# Will you check my form?



## Huntinsker (Feb 9, 2012)

Looks pretty good posing for the pictures. Shoot a bunch and see how you do. Also see if you can maintain the good form in a natural shooting scenario and not just when you're posing for the camera. I've found that a lot of people, myself included, will not always look like they do in photos when they're just shooting naturally. Let your results tell you what you need to do.


----------



## nostawyroc (Dec 12, 2008)

Huntinsker said:


> Looks pretty good posing for the pictures. Shoot a bunch and see how you do. Also see if you can maintain the good form in a natural shooting scenario and not just when you're posing for the camera. I've found that a lot of people, myself included, will not always look like they do in photos when they're just shooting naturally. Let your results tell you what you need to do.
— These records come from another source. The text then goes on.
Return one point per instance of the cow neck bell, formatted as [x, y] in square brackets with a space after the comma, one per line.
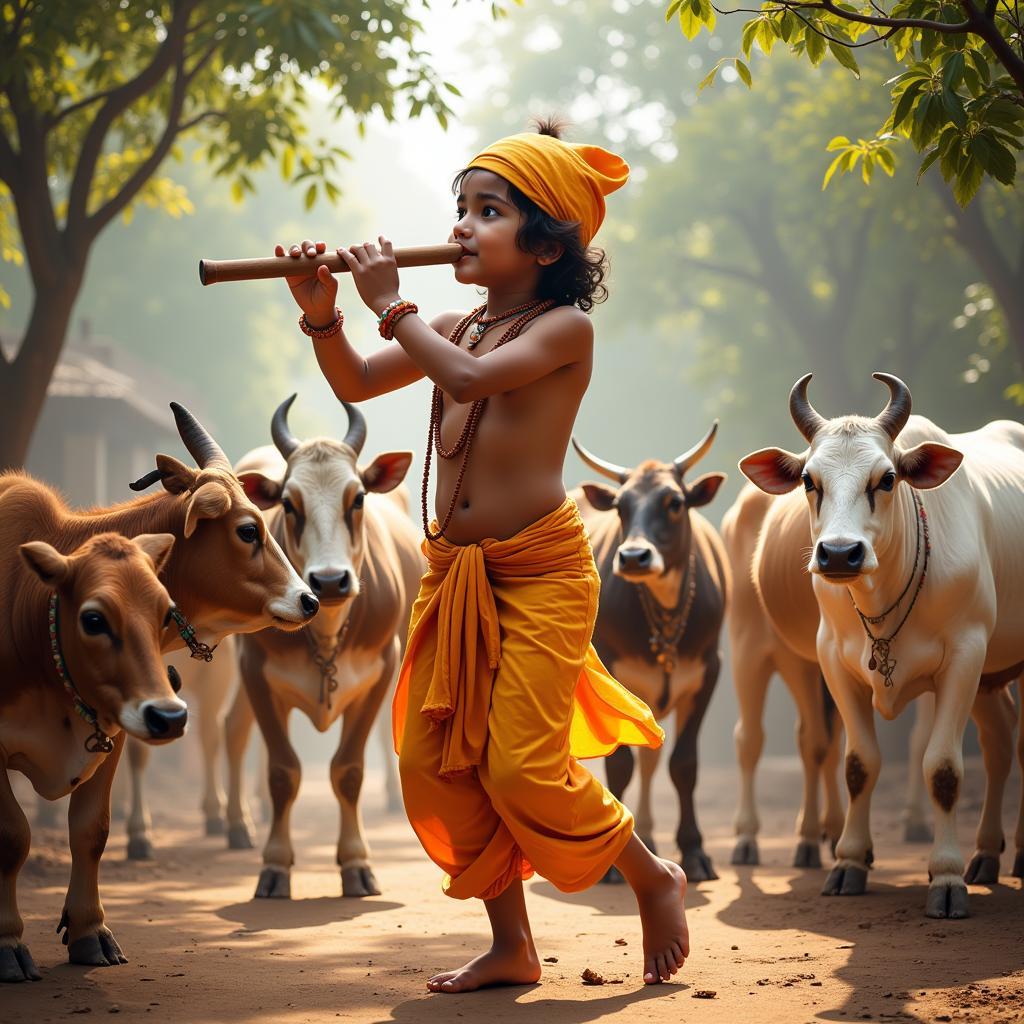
[881, 659]
[98, 741]
[201, 651]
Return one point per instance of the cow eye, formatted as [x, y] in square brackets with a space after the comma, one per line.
[94, 624]
[249, 532]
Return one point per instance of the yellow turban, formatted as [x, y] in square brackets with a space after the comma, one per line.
[565, 180]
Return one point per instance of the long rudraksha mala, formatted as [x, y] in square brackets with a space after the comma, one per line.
[465, 442]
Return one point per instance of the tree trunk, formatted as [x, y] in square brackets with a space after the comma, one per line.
[25, 379]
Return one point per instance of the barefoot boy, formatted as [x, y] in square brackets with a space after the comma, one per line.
[501, 690]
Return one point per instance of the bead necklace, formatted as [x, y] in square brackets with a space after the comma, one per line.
[881, 658]
[98, 741]
[668, 626]
[481, 324]
[465, 441]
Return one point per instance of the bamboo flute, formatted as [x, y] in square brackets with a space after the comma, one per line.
[211, 271]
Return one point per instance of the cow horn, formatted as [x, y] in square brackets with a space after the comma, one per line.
[201, 445]
[695, 454]
[356, 435]
[808, 421]
[617, 473]
[284, 439]
[893, 418]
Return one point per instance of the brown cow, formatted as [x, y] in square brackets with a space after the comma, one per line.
[80, 667]
[356, 547]
[665, 582]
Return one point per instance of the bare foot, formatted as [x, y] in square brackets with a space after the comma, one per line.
[499, 966]
[666, 938]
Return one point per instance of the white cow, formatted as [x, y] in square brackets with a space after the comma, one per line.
[918, 594]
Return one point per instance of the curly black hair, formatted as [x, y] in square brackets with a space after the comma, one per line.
[577, 278]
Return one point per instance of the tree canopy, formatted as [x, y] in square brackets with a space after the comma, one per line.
[957, 88]
[95, 97]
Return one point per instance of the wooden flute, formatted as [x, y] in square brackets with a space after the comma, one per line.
[211, 271]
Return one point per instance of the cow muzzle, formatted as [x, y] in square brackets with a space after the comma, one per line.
[840, 560]
[638, 560]
[332, 586]
[158, 721]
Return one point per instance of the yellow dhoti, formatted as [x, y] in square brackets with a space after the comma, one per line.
[506, 692]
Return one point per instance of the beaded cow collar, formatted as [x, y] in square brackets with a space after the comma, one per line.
[98, 741]
[201, 651]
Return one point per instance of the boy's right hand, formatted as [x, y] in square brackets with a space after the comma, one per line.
[314, 291]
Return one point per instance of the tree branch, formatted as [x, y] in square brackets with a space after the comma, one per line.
[116, 103]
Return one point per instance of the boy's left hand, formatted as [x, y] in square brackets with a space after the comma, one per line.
[374, 272]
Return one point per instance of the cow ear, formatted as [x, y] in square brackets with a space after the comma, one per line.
[263, 492]
[386, 471]
[600, 496]
[929, 464]
[52, 567]
[175, 475]
[773, 470]
[157, 547]
[210, 502]
[702, 491]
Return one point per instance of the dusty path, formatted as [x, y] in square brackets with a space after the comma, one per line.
[769, 947]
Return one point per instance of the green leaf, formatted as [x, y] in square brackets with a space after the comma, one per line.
[816, 45]
[968, 181]
[833, 168]
[905, 103]
[709, 79]
[845, 56]
[750, 32]
[927, 162]
[952, 72]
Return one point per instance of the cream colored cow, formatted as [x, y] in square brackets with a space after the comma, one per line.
[919, 572]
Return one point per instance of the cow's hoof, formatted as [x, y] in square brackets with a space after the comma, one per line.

Thanks for the reply... Some days I shoot good, other days meh.

I've been getting my wife to snap a few pics here and there over the past couple weeks... A couple of things I tend to do is have too wide of a stance and I shift my weight back on my right foot. I also tend to want to lean backwards over my right hip.

Sent from my Moto G (5) Plus using Tapatalk


----------



## bobcat102 (Jul 23, 2019)

Doesnt look too bad... might want to try lengthening it out a little bit and see how it shoots and feels


----------